В конце августа 1966 года бабу Леру пригласили на большой прощальный костер и даже прислали за ней машину, которая, правда, сумела пробиться лишь до мельницы: дальше можно было проехать только на телеге. Там баба Лера и поджидала ее, а Анисья осталась дома, где несогласно и громко гремела всем, что могло греметь. При этом она никогда ни единого разу не поминала о детях, на всякий случай даже избегая не очень ясного для нее слова «пионеры», зато вовсю отыгрывалась на «пионерьках», коих непочтительно именовала кобылицами, утверждая, что на таких пахать надобно, да и глаз при этом не спускать, а то, того и гляди, в подоле принесут. Особое недоброжелательство ее по отношению именно к старшим пионеркам нельзя было объяснить только тем, что отсутствие труда, хорошее питание да пресловутая акселерация формировали из тринадцатилетних девочек невест на выданье; нет, здесь скорее действовало несогласие ее с физической незагруженностью этих девочек, поскольку они — по Анисьиным понятиям — обязаны были тянуть на себе семейный воз в равной доле с матерью. Именно в этом возрасте, именно в общей хозяйской упряжке будущая жена и мать воспринимала идущие от века традиции, обычаи, навыки; именно в этом звене — звене матери и дочери — заключалось вековое нравственное зерно, прораставшее затем в новой семье, чтобы и там, когда придет срок, быть переданным из рук материнских в девичьи, вновь и вновь, покуда жив род человеческий. В этой наглядной цепи — «мать — дочь» — и была, по глубокому убеждению Анисьи, заложена преемственность и бессмертие самой жизни, а современные «пионерьки» никак не могли служить передаточным звеном в будущее, ибо и делать-то ничего не делали, не умели да и не стремились, и одевались не так, и веселились не этак, и пели не то, и плясали совсем уж нелепо, и вообще Анисья давно уже не возлагала на них никаких надежд, связанных с возрождением того безмерно дорогого ей мира покоя и детства, который был и остался образцом разумного порядка. Цепь разорвалась на ее глазах, ибо она еще видела, еще застала оба разорванных ее конца, болтающихся беспомощно, бессмысленно и бесцельно.
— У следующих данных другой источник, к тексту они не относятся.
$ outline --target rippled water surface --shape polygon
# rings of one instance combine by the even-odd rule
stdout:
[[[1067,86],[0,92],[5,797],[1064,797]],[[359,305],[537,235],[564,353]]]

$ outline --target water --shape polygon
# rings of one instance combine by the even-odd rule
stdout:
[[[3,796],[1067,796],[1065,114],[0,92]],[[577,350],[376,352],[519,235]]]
— Нарожать-то они тебе нарожают, — сердито бормотала она, ни к кому, в сущности, никогда не адресуясь. — У девки ум снизу растет — с того места, на котором юбка держится, и до того, в которое первым делом перстами тыкали, как в избу входили. А теперь все девки в штанах заместо юбок, персты совсем другим заняты, и куды уму расти?
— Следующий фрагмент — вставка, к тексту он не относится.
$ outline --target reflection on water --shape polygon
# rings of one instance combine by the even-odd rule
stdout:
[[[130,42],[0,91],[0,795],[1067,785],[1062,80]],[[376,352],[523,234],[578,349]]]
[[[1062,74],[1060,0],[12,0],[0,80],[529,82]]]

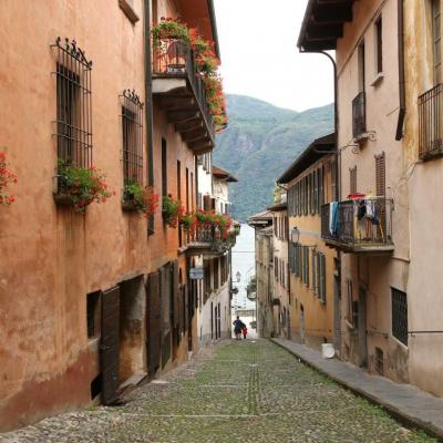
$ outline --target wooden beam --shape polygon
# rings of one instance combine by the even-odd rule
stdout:
[[[197,142],[202,138],[209,138],[209,134],[207,131],[192,131],[192,132],[186,132],[185,134],[182,133],[182,140],[186,143],[190,142]]]
[[[200,119],[195,119],[195,124],[193,124],[192,126],[189,126],[189,124],[182,124],[182,123],[177,123],[175,125],[175,131],[179,132],[181,134],[190,132],[190,131],[195,131],[198,128],[203,128],[205,127],[204,122]]]
[[[190,96],[162,95],[158,97],[161,107],[167,111],[196,109],[195,99]]]
[[[199,112],[196,111],[169,111],[167,113],[169,123],[185,124],[196,119],[199,119]]]
[[[188,145],[189,148],[193,150],[193,151],[194,151],[194,150],[199,151],[199,150],[205,148],[205,147],[207,147],[207,146],[214,147],[214,143],[210,141],[210,138],[207,138],[207,137],[205,137],[205,138],[202,140],[202,141],[189,142],[187,145]]]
Так же, как баба Лера, Владислав, да и все мы, Анисья была весьма озабочена стремительным падением традиционной народной нравственности. Но если нас беспокоило это падение во всех сферах жизни общества, то Анисью — в одном, в морально-прикладном ее аспекте, если можно так выразиться. Когда-то насильственно разделенная на две половины, на «до» и «после», жизнь разделила и весь комплекс ее понятий и ощущений, ее личный «мир», тоже на два отрезка, на две половины. И в основе ее обеспокоенности моралью сегодняшнего дня лежало противопоставление этих половин: раньше было хорошо, теперь — плохо. Правда, лагерь, активное общение с самыми разными людьми и яростная борьба за существование не могли, естественно, пройти для нее бесследно: Анисья не просто наделяла настоящее и прошлое знаками «минус» и «плюс», но и сравнивала их, нередко вполне разумно и объективно признавая «плюсом» явления сегодняшнего дня. Но это куда чаще касалось технических новинок вроде тракторов, электричества в Красногорье или кино в клубе, нежели поведения людей в отдельности или общества в целом, то есть явлений морально-прикладного порядка.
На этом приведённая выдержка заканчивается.